Tuesday, July 28, 2020

Comparative View on Modernism and Postmodernism

Modernism
Postmodernism
Modernism is defined as “a style and movement in art, architecture and literature popular in the middle of the twentieth century in which modern ideas, methods, and materials were used rather than the traditional one”
Postmodernism is defined as “a style and movement in art, architecture, literature, etc. in the late twentieth century that reacts against modern styles, for example, by mixing features from traditional and modern styles.

Modernism is “roughly coterminous with the twentieth century western ideas about art.” It is “the movement in visual arts, music, literature and drama which rejected the old  Victorian standards of how art should be made, consumed and what it should mean. The stalwarts of modernism in literature endeavoured to redefine what poetry and fiction could be and do. T.S. Eliot, Ezra Pound, Virginia Woolf, James Joyce, Proust, Kafka, Mallarme, Rilke, etc, are the doyens of twentieth century modernism in literature

Postmodernism in relation to literary criticism owes its origin to Charles Olson who first used the term in his essays in 1950s. In the 1960s through 1970s critics like Ihab Hassan, Susan Sontag, Leslie Fiedler, Linda Hutcheon and Fredric Jameson have discussed postmodernism in relation to literature and other arts.
Post-modernism, a complicated term, emerged as an area of academic study in mid 1980s of the   last century. Its scope is very wide and comprehensive.

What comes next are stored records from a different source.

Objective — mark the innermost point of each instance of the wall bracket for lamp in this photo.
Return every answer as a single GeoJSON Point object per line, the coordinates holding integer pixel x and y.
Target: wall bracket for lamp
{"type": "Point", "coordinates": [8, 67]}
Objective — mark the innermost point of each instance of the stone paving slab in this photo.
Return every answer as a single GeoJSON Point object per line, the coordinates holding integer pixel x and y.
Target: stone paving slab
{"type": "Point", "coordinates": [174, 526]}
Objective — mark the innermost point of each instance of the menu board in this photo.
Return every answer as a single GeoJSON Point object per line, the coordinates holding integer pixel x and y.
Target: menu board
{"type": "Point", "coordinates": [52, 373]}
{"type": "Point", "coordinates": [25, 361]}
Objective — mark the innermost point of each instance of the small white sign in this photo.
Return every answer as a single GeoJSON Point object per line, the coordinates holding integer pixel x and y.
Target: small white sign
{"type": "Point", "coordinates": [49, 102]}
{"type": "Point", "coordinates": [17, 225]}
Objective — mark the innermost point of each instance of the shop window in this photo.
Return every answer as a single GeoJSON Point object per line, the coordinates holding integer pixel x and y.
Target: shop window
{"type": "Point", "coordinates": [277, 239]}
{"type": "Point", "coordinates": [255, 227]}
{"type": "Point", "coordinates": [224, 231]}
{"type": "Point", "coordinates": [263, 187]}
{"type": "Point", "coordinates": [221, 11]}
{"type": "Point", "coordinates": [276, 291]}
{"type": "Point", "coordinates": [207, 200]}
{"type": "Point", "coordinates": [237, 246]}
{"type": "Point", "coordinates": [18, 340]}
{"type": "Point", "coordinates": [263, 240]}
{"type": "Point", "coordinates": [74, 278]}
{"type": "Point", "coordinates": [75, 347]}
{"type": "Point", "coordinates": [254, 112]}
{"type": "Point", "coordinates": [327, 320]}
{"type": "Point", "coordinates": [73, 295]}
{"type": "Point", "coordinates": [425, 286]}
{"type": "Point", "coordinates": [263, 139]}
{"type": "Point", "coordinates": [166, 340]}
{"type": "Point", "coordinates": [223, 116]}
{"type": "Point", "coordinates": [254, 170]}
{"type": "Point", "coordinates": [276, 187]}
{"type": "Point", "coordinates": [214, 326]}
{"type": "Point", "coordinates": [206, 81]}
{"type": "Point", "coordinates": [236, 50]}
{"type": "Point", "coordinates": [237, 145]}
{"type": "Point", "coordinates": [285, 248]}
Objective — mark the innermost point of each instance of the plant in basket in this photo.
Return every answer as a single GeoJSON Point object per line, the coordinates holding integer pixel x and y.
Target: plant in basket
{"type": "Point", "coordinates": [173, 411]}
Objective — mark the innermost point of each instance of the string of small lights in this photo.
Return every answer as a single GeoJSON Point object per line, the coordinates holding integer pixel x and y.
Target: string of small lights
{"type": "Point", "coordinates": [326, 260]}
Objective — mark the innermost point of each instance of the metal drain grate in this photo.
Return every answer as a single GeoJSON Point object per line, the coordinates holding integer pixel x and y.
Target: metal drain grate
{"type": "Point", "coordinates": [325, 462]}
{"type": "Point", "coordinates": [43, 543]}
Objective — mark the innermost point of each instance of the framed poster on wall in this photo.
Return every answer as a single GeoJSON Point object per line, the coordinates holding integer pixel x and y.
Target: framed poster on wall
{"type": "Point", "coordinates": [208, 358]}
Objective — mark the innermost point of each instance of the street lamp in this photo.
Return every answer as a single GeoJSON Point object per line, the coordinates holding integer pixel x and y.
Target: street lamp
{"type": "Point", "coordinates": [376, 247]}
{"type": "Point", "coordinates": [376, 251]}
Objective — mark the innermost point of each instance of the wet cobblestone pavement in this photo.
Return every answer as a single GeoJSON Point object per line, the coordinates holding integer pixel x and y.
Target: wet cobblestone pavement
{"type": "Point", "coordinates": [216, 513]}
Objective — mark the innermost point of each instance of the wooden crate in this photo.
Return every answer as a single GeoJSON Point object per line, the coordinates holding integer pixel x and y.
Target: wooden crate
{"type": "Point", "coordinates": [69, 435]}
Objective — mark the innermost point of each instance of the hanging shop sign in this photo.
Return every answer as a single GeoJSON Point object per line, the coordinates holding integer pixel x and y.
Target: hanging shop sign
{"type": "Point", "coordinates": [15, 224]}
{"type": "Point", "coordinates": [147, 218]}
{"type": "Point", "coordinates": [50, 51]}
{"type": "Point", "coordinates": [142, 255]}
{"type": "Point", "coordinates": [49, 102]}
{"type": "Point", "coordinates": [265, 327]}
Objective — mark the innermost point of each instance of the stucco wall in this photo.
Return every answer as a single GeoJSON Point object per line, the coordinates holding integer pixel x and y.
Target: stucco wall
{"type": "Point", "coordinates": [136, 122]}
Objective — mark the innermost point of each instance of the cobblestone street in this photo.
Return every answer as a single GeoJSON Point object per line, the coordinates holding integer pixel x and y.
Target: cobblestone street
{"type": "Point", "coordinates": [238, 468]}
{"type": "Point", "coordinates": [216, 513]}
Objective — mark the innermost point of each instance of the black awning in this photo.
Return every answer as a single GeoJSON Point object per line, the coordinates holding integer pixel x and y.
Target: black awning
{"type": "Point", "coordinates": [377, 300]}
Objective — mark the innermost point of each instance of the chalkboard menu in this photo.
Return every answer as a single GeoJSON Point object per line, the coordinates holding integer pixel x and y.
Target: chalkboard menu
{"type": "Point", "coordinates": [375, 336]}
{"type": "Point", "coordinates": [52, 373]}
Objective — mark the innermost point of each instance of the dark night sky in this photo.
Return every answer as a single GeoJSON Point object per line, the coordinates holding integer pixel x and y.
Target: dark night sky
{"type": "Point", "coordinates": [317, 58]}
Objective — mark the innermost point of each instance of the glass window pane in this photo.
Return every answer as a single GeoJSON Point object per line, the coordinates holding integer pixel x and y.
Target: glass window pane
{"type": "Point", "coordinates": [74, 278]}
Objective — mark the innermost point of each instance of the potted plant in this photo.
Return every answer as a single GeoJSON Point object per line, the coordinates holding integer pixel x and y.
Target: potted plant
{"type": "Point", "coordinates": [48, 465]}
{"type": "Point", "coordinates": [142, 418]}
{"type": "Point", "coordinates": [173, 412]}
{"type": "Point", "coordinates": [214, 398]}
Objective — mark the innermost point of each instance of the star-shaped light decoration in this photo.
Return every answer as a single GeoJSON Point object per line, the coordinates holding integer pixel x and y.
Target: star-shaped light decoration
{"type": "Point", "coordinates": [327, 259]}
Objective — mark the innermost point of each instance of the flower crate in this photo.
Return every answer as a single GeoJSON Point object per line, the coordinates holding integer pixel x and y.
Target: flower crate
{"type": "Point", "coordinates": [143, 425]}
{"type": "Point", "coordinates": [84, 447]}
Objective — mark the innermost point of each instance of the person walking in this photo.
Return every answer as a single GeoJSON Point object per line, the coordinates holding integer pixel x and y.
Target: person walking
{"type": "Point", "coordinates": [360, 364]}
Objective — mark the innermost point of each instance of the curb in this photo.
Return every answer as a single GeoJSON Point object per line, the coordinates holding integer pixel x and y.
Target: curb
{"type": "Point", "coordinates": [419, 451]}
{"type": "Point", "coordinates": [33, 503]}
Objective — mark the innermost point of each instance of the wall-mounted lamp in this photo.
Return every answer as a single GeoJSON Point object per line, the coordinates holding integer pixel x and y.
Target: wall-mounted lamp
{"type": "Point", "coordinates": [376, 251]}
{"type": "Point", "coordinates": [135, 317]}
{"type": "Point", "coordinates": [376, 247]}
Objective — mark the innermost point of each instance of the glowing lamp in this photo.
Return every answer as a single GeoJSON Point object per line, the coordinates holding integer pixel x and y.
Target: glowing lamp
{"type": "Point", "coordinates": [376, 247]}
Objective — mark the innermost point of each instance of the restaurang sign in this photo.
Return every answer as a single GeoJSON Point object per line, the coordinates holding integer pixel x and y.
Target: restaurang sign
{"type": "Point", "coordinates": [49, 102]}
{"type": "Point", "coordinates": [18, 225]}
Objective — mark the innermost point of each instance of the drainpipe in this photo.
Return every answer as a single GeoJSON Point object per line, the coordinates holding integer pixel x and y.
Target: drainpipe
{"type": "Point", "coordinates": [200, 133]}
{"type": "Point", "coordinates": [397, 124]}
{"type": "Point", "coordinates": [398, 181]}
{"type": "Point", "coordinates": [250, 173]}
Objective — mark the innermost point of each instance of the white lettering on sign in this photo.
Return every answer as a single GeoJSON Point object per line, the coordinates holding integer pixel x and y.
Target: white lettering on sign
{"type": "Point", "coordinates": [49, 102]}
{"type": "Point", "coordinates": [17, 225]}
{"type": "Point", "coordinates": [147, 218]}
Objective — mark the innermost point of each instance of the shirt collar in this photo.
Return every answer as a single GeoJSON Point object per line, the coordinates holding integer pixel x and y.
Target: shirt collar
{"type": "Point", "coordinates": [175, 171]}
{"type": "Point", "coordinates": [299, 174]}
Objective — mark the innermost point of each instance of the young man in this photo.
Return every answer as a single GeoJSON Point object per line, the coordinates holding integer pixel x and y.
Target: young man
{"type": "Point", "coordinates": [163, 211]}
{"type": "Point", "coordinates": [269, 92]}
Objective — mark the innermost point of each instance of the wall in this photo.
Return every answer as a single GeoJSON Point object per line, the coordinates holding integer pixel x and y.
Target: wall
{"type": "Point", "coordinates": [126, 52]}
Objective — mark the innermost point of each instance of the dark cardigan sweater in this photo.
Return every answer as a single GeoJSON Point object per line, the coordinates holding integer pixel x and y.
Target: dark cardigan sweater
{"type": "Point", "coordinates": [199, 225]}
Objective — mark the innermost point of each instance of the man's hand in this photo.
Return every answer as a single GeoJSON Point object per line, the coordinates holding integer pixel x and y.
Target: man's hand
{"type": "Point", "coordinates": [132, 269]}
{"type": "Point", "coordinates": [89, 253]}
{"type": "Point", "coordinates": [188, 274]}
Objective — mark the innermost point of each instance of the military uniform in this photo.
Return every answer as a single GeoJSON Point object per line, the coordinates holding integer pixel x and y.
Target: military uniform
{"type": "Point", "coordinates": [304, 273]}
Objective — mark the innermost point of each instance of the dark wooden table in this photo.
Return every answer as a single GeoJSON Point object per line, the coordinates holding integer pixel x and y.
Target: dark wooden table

Modernity which preceds modernism embraces a set of philosophical, political, social ethical ideas which form the basis for the aesthetic aspect of modernism. Modernity is the condition of being modern. It denotes order, rationality, rationalization and method. It stands for creating order out of chaos.

The following are the characteristics of modernism that are conspicuous from literary point of view:
a.      Emphasis on subjectivity and impressions in writing as in the stream of consciousness technique. (Thus, impressionism in art and literature uses subjectivity to convey a truthful sense of reality. ... In addition, the impressionist movement focused on light and movement. It dismisses the still life images of its forebearers and rather depicts everyday life and cityscapes)
b.      A departure from the apparent objectivity provided by the omniscient third person narrators, fixed narrative points of view and clear-cut moral positions.
c.      Emphasis on fragmented forms, random-seeming   collages of different materials and discontinuous narratives.
d.      Blurring of distinction between literary forms. For example, Eliot’s poetry seems more documentary and the prose of James Joyce and Virginia Woolf seems to be more poetic.
e.      A rejection of formal aesthetic theories in favour of minimalist designs, spontaneity and discovery in creation.
f.       A rejection of the distinction between ‘high’ and ‘low’ or popular culture, both in choice of materials used to produce art and in methods of displaying, distributing and consuming art.

Postmodernism like modernism follows most of these same ideas, rejecting boundaries between high and low forms of art, rejecting  rigid genre distinctions, emphasizing pastiche, parody, bricolage, irony, and playfulness. Post-modern art stands for reflexivity and self-consciousness, fragmentation and discontinuity, ambiguity, simultaneity and an emphasis on the destructured and decentered and dehumanized subject.

(pastiche means the imitation of one style by another but unlike parody it does not contain irony or satire)
Though postmodernism seems very much like modernism in many ways, it differs from modernism in its attitude. Modernism tends to present a fragmented view of human subjectivity and history, but present that fragmentation as something tragic, something to be lamented and mourned  at loss.
Postmodernism, in contrast, does not lament the idea of fragmentation, provisionality or incoherence, but rather celebrates.
The world is meaningless. Let’s not pretend that art can make meaning, then let’s just play with nonsense.
Modernity is fundamentally about order: about rationality and rationalization, creating order out of chaos. The assumption is that creating more rationality is conducive to creating more order and that the more ordered a society is, the better it will function. Thus modern societies rely on continually establishing a binary opposition between ‘order’ and ‘disorder’.
Postmodern theorist Jean-Francois Lyotard equated that stability with the idea of ‘totality’ or a totalized system
Modernism cultivated austerity
Postmodernism is interested in pleasure.